To get started, I’d like to talk about the technology that underlies Conversation Targeting – a new ad product launched in Beta in the first half of 2011. You can probably guess that we have a semantic technology behind this. However, it’s probably not what you think it is. Yes, we have an engine that auto-generates tags, and even overarching topic labels, for thousands of new web pages every day. But there’s a lot more to it than that. Let me point out three points of differentiation that I think you’ll find interesting.
The first point is what we define as a “conversation.” By “conversation targeting” we mean (1) getting ads onto pages that are part of an ongoing dialogue – such as blogs that spawn substantive discussion threads, and (2) targeting more than a single topic (think of a cluster of related topics).
Consider the “small business” conversation. Does that mean pages with “small business” (or an obvious synonym, such as “home-based business”) in the content? In which case, does this amount to nothing more than a whole bunch of character string matches (regular expressions, or such)?

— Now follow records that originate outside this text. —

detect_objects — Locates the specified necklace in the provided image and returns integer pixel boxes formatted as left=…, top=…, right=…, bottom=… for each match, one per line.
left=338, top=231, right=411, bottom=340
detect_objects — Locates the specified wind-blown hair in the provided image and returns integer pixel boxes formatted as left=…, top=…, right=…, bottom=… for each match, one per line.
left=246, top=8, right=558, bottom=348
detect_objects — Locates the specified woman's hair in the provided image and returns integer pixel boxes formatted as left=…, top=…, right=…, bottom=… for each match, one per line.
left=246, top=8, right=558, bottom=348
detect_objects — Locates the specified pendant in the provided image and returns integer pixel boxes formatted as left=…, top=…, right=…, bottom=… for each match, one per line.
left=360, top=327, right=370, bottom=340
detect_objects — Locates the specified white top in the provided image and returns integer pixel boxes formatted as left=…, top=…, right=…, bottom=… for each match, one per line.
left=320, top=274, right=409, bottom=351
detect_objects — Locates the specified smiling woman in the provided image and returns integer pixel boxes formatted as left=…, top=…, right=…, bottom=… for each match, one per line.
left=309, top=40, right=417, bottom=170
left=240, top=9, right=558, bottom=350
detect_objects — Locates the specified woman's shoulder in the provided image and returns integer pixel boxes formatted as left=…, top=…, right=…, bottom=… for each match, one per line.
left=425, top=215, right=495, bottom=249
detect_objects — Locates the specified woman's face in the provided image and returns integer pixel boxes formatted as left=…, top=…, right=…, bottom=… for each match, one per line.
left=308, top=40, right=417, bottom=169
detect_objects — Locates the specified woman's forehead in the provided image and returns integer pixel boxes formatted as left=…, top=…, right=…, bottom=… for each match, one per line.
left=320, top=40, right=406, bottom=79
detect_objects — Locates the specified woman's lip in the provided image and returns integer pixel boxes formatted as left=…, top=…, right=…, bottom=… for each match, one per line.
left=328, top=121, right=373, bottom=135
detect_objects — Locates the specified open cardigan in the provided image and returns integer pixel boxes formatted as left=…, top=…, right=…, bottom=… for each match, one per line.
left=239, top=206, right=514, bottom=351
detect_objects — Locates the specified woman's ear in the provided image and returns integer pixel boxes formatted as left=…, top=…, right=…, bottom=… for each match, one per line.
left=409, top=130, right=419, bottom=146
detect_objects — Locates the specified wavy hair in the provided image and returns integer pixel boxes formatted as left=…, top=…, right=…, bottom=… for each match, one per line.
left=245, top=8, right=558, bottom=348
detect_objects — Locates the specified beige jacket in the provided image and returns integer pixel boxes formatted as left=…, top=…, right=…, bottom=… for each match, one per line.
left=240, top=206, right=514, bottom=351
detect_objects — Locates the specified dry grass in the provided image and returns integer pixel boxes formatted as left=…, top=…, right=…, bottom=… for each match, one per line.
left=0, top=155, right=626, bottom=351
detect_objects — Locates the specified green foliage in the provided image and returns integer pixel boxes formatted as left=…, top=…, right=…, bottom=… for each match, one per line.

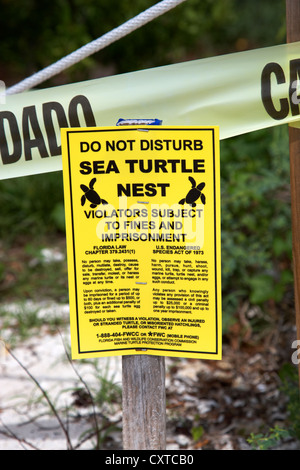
left=0, top=172, right=64, bottom=241
left=279, top=363, right=300, bottom=440
left=221, top=126, right=293, bottom=324
left=0, top=0, right=285, bottom=86
left=247, top=363, right=300, bottom=450
left=248, top=426, right=289, bottom=450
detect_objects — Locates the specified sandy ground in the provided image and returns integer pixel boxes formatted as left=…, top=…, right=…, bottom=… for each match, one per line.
left=0, top=302, right=121, bottom=450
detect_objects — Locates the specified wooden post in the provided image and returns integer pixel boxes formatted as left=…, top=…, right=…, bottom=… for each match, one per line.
left=119, top=119, right=166, bottom=450
left=286, top=0, right=300, bottom=386
left=122, top=355, right=166, bottom=450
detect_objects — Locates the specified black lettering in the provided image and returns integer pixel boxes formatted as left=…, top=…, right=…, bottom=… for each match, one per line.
left=289, top=59, right=300, bottom=116
left=154, top=160, right=168, bottom=173
left=194, top=160, right=205, bottom=173
left=80, top=142, right=90, bottom=152
left=0, top=111, right=22, bottom=165
left=22, top=106, right=49, bottom=160
left=80, top=162, right=92, bottom=175
left=117, top=183, right=131, bottom=197
left=106, top=160, right=120, bottom=173
left=261, top=62, right=289, bottom=120
left=145, top=183, right=157, bottom=197
left=43, top=101, right=68, bottom=157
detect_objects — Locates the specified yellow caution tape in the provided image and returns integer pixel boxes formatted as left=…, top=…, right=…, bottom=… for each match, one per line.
left=0, top=42, right=300, bottom=179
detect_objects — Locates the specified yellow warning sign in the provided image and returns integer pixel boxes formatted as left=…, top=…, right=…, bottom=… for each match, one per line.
left=62, top=125, right=222, bottom=359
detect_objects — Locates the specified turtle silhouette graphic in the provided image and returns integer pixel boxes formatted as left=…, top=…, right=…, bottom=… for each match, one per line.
left=80, top=178, right=108, bottom=208
left=179, top=176, right=206, bottom=207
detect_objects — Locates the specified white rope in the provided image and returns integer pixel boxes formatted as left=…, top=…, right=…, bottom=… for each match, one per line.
left=6, top=0, right=186, bottom=95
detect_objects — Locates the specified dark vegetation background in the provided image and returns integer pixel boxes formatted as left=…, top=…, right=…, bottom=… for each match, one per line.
left=0, top=0, right=295, bottom=448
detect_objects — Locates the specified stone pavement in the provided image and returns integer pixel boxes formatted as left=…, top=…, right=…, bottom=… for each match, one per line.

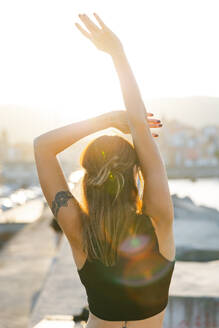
left=0, top=206, right=57, bottom=328
left=29, top=235, right=87, bottom=328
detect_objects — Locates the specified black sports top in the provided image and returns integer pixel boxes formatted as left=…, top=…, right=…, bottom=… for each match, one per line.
left=77, top=215, right=175, bottom=321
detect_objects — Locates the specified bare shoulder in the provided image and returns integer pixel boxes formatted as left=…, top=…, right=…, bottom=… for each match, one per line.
left=150, top=217, right=176, bottom=261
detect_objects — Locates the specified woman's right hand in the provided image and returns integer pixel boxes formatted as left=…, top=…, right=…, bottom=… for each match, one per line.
left=107, top=110, right=163, bottom=138
left=75, top=13, right=123, bottom=55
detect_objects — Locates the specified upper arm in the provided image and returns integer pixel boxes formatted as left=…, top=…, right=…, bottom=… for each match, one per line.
left=34, top=142, right=82, bottom=249
left=130, top=120, right=174, bottom=224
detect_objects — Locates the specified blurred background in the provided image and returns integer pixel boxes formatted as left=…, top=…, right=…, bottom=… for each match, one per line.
left=0, top=0, right=219, bottom=328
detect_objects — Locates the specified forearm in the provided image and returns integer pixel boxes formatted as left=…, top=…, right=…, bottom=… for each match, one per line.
left=34, top=113, right=109, bottom=155
left=112, top=51, right=149, bottom=128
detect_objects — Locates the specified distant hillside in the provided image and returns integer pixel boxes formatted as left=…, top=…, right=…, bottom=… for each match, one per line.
left=150, top=97, right=219, bottom=128
left=0, top=97, right=219, bottom=143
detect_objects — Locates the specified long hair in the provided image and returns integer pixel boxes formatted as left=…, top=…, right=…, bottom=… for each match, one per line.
left=80, top=135, right=148, bottom=266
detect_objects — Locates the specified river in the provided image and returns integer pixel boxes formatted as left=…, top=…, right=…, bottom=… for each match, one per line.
left=168, top=178, right=219, bottom=211
left=70, top=170, right=219, bottom=211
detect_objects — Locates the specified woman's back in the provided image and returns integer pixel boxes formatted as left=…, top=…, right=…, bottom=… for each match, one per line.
left=73, top=215, right=175, bottom=328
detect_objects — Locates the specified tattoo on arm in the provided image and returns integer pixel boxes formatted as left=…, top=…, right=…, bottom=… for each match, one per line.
left=51, top=190, right=73, bottom=219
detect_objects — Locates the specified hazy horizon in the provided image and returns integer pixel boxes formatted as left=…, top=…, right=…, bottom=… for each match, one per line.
left=0, top=0, right=219, bottom=142
left=0, top=97, right=219, bottom=143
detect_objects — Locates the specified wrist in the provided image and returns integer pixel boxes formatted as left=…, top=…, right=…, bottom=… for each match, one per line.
left=110, top=47, right=125, bottom=60
left=98, top=113, right=112, bottom=130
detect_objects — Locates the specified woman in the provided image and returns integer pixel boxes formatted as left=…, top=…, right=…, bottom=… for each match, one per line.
left=34, top=14, right=175, bottom=328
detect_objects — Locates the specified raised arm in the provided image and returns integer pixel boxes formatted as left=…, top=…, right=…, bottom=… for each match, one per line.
left=112, top=50, right=174, bottom=224
left=76, top=14, right=174, bottom=225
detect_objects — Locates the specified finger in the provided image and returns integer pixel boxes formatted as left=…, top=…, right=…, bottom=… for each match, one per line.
left=79, top=14, right=100, bottom=32
left=147, top=118, right=161, bottom=123
left=94, top=13, right=107, bottom=28
left=75, top=23, right=91, bottom=39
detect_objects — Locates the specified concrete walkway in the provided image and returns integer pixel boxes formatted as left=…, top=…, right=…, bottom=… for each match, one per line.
left=29, top=235, right=87, bottom=328
left=0, top=206, right=56, bottom=328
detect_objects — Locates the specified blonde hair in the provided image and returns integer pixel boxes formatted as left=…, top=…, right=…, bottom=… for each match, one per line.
left=80, top=135, right=144, bottom=266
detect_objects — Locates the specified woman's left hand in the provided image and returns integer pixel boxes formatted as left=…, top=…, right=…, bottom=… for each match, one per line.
left=107, top=110, right=163, bottom=138
left=75, top=13, right=123, bottom=55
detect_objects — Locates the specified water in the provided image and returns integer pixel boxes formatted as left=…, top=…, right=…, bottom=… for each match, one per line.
left=70, top=170, right=219, bottom=211
left=168, top=178, right=219, bottom=211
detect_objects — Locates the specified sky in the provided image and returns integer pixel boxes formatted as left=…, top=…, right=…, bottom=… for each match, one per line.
left=0, top=0, right=219, bottom=131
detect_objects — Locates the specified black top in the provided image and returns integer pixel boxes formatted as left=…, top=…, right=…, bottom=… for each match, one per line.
left=77, top=215, right=175, bottom=321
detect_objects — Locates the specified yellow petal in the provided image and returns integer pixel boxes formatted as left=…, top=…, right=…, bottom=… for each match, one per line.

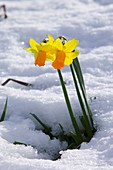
left=64, top=50, right=80, bottom=65
left=47, top=34, right=54, bottom=45
left=23, top=48, right=36, bottom=53
left=46, top=54, right=56, bottom=61
left=64, top=38, right=79, bottom=52
left=39, top=45, right=52, bottom=52
left=64, top=58, right=73, bottom=66
left=66, top=50, right=80, bottom=59
left=29, top=38, right=40, bottom=49
left=53, top=38, right=63, bottom=51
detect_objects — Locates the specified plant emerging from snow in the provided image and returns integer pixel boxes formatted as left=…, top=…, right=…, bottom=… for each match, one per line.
left=24, top=34, right=96, bottom=148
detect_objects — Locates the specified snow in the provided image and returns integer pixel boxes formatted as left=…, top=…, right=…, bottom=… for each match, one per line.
left=0, top=0, right=113, bottom=170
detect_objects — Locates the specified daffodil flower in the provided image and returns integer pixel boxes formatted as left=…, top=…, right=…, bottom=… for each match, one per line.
left=52, top=38, right=80, bottom=70
left=24, top=34, right=55, bottom=66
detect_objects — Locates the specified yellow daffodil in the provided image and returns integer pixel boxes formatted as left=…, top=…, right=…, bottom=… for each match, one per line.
left=24, top=34, right=55, bottom=66
left=52, top=38, right=80, bottom=70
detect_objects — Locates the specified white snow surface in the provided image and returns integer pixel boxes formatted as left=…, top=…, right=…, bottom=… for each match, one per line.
left=0, top=0, right=113, bottom=170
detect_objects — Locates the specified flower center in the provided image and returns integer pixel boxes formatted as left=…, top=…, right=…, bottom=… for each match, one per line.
left=35, top=51, right=46, bottom=66
left=52, top=51, right=66, bottom=70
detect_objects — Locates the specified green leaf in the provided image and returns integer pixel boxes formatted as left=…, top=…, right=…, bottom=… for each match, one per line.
left=73, top=57, right=86, bottom=91
left=73, top=58, right=94, bottom=128
left=70, top=65, right=92, bottom=138
left=0, top=97, right=8, bottom=122
left=13, top=141, right=28, bottom=146
left=58, top=70, right=82, bottom=141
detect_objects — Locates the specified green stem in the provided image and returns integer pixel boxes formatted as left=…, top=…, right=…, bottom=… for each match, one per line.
left=58, top=70, right=83, bottom=142
left=72, top=59, right=94, bottom=127
left=70, top=65, right=92, bottom=138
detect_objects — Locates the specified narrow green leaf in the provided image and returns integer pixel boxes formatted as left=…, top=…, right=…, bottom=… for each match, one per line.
left=58, top=70, right=82, bottom=141
left=73, top=58, right=94, bottom=128
left=0, top=97, right=8, bottom=122
left=73, top=57, right=86, bottom=91
left=13, top=141, right=27, bottom=146
left=70, top=65, right=92, bottom=136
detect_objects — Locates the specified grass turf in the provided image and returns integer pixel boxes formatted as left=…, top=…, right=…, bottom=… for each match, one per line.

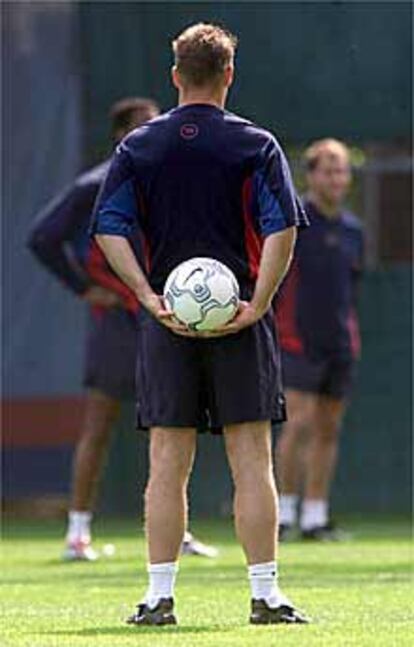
left=0, top=519, right=414, bottom=647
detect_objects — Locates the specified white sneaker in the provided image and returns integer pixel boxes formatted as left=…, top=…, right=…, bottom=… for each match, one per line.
left=181, top=532, right=219, bottom=559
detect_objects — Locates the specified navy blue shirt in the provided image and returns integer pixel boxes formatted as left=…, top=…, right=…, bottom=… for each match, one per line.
left=92, top=104, right=307, bottom=292
left=28, top=160, right=142, bottom=311
left=277, top=202, right=364, bottom=358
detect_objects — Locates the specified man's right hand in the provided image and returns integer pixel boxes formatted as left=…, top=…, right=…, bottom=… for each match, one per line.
left=82, top=285, right=122, bottom=308
left=142, top=292, right=190, bottom=337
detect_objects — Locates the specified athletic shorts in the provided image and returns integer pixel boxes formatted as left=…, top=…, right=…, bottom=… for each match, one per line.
left=282, top=351, right=356, bottom=399
left=83, top=308, right=137, bottom=400
left=137, top=310, right=285, bottom=433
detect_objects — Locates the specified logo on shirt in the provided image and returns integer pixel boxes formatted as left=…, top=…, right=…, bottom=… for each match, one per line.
left=180, top=124, right=199, bottom=139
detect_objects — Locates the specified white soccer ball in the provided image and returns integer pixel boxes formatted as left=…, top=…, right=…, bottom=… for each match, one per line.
left=164, top=258, right=239, bottom=331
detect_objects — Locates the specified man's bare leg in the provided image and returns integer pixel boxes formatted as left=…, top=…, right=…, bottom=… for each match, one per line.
left=145, top=427, right=196, bottom=564
left=301, top=396, right=346, bottom=531
left=70, top=390, right=120, bottom=511
left=224, top=421, right=307, bottom=624
left=276, top=389, right=318, bottom=529
left=140, top=427, right=196, bottom=612
left=225, top=422, right=277, bottom=564
left=64, top=390, right=120, bottom=560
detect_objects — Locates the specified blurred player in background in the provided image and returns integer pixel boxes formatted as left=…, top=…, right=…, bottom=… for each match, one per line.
left=29, top=97, right=216, bottom=560
left=93, top=24, right=307, bottom=625
left=276, top=139, right=363, bottom=540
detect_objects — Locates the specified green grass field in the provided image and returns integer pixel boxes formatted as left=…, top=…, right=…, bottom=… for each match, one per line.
left=0, top=519, right=414, bottom=647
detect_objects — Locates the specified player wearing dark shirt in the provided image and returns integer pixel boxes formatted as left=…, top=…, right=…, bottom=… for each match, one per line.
left=93, top=24, right=306, bottom=625
left=29, top=98, right=214, bottom=560
left=277, top=139, right=363, bottom=540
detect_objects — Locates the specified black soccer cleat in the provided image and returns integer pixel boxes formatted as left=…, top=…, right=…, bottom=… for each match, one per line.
left=126, top=598, right=177, bottom=627
left=301, top=521, right=350, bottom=541
left=250, top=600, right=310, bottom=625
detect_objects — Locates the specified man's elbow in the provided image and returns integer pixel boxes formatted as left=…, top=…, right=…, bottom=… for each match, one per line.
left=93, top=234, right=110, bottom=252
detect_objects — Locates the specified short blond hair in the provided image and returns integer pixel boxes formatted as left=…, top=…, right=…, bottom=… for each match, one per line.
left=303, top=137, right=351, bottom=171
left=172, top=23, right=237, bottom=87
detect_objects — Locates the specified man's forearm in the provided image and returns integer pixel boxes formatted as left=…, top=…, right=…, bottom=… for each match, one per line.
left=95, top=234, right=153, bottom=306
left=252, top=227, right=296, bottom=311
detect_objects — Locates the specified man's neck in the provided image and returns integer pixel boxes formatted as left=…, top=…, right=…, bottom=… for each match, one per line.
left=178, top=89, right=227, bottom=110
left=308, top=191, right=341, bottom=220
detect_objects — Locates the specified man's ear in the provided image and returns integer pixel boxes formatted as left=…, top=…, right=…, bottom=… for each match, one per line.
left=171, top=65, right=182, bottom=90
left=224, top=63, right=234, bottom=88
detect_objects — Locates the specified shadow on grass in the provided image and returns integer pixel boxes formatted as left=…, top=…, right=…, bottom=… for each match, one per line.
left=30, top=624, right=236, bottom=637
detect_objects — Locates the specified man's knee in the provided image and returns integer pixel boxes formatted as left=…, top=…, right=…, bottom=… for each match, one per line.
left=150, top=427, right=196, bottom=483
left=224, top=421, right=273, bottom=488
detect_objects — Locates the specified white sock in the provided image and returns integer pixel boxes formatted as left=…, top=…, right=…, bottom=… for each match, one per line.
left=248, top=562, right=290, bottom=608
left=183, top=530, right=193, bottom=543
left=279, top=494, right=299, bottom=526
left=145, top=562, right=178, bottom=609
left=66, top=510, right=92, bottom=542
left=300, top=499, right=328, bottom=530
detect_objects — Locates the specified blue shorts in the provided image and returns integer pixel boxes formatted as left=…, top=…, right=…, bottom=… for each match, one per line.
left=282, top=351, right=356, bottom=400
left=137, top=311, right=285, bottom=432
left=83, top=308, right=137, bottom=400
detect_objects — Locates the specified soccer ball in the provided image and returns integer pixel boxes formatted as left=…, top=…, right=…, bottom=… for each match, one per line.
left=164, top=258, right=239, bottom=331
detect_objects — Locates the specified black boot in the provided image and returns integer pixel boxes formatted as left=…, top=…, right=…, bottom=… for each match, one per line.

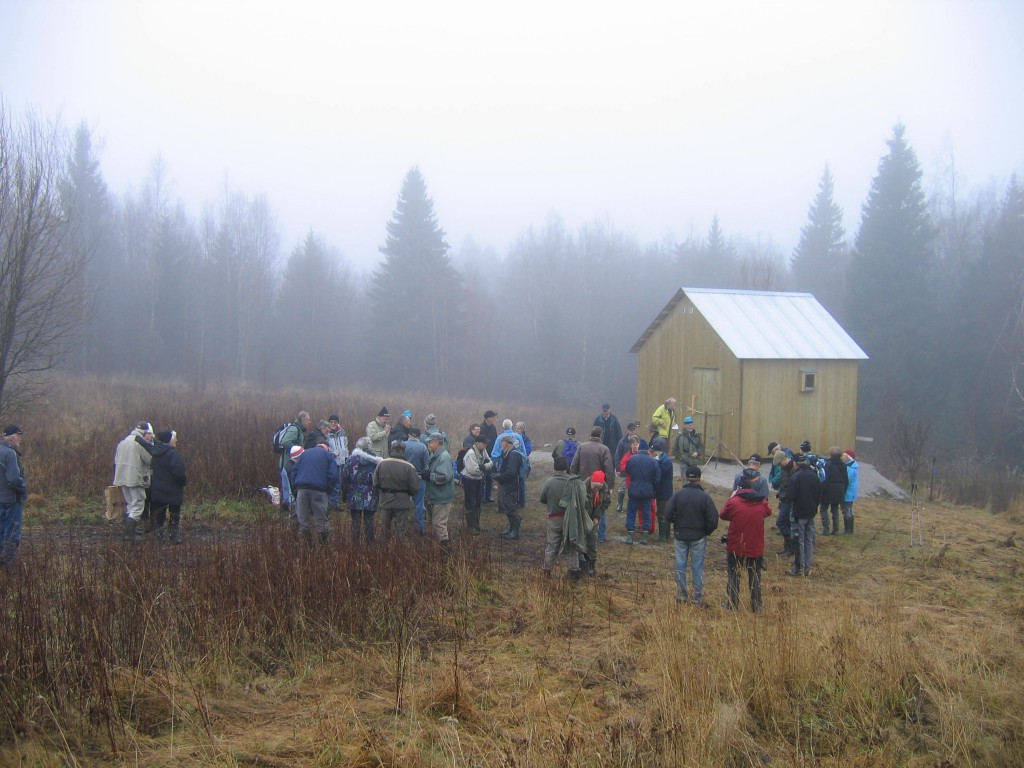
left=657, top=520, right=669, bottom=542
left=125, top=517, right=142, bottom=542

Not really. It means that we notice where people are answering questions about the oddities of Quickbooks, or trying to determine if a certain shipping company is less expensive for sending their customers extra-heavy packages. And many more things. In fact, several dozens of related topics make up the “small business” conversation at any given time. Thus, our semantic technology does a ton of analysis about how topics are related to other topics within communities of conversation. (We use a couple of different methods for that, which I can explain in a later post).
Second point: Our community of authors and publishers are already telling us what the topics are – and we realize we’re better off just accepting this fact. So, our semantic engine was designed to work “bottoms up”, not “top down”. That means we don’t have an elite editorial team dictating “from on high” what the official topics ought to be. Similarly, we don’t run a classifier to shoehorn our URL’s into a canned taxonomy of topics. Instead, our engine finds out which phrases and concepts are pivotal in the conversations on our networks. It lets the community tell us what the topics of conversation are. Then, our advertisers are invited to join in with appropriate ads.
Third point: The key topics within a conversation are always changing. As of this writing, “Google Plus”, while a hot topic in some places, has not registered as a significant topic in the “small business” conversation. But who knows – it could do so at any moment. We have to keep a finger on that. It means our algorithms have to be sensitive to a dormant topic suddenly erupting, i.e., detection of a topic reaching critical mass within the relevant subset of our total collection of recent URL’s. We have an algorithm for that, too.
We’ll be publishing some research results this year, with plenty of facts and figures about Conversation Targeting. Keep an eye out here for sneak peaks at the ongoing research.
And we welcome any opinions on how content-centered advertising could (or should) evolve. What else do you think needs to improve, in order for advertising to really be a value-add to a web page (instead of a distraction from it)?